| HN Mirror

Y	Hacker News new \| ask \| show \| jobs

by ddragon 2425 days ago

I think it's easier to visualize considering how pytorch (or tensorflow eager) does it. Pytorch supports loops, conditionals and other native python non differentiable operators, but what happens is that for each forward/backward pass pair you run the graph building function again. Only the functions that are overloaded by the library with the execution graph ("tape") creation steps affect what's in each final tape (and they are all differentiable), while the non differentiable native parts (like loops) only define the combination of the former differentiable pieces. You can even have a function that asks for user input every time in order to build the tape (a non pure function), as long as said graph is always differentiable at each run then auto-differentiation still works. Also, unlike symbolic differentiation, you can have a surrogate gradient that approximates the behavior of the function well enough when it's not differentiable (for example max pooling for convolutional network).

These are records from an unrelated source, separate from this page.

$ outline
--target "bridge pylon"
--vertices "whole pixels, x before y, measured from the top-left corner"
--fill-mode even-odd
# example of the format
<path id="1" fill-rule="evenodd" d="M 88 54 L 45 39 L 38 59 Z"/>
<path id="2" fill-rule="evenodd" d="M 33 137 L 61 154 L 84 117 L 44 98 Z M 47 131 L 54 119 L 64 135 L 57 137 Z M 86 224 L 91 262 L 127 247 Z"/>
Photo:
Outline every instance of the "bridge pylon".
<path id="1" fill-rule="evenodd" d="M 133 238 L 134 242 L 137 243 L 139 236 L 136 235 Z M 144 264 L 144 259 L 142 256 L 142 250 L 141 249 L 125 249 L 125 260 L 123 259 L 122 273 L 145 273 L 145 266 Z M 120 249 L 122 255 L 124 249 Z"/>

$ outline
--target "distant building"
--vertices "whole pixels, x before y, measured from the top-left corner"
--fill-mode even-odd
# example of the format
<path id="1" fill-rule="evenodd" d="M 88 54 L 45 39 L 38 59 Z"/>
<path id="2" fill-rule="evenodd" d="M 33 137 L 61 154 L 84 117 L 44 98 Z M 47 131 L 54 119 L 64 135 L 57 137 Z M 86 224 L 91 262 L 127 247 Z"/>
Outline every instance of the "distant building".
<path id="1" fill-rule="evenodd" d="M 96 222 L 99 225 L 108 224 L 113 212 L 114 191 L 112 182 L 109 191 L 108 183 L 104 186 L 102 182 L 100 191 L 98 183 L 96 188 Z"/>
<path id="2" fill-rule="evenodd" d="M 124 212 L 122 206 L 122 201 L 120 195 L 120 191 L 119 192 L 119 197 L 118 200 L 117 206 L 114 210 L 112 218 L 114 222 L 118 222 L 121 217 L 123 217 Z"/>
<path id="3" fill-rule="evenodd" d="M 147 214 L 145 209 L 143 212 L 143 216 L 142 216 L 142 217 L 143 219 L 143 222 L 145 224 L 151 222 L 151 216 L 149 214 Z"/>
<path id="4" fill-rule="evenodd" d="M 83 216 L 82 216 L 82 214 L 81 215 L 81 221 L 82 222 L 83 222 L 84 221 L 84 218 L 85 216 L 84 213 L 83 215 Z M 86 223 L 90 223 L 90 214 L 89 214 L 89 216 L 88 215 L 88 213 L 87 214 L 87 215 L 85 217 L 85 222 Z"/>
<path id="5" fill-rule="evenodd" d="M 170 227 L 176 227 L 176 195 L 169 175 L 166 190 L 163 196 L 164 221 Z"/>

The original tensorflow work the same, but instead of running the graph every time, it embeds the non differentiable control mechanism in the code of the graph, which can more efficiently (without needing the host language to build a new one every time) create the correct differentiable tape for each run based on it's input. And source-to-source differentiation work exactly the same way, except instead of having to use a DSL (like the tensorflow graph API) and compile it, it simply uses the host language and compiler directly (so you don't need effectively two languages). Which is the case of Julia's Zygote and Swift for Tensorflow.

The only alternative to this piecewise differentiation that I know of would be creating a soft version of discrete operators, such as replacing step functions with sigmoids and case/switch/elsif operators as softmax selectors for example, which is not what any of those libraries do (it would not be easy to make it converge as the graph would be much more complex at each backward pass). In this case you could have one single graph that includes every branch though.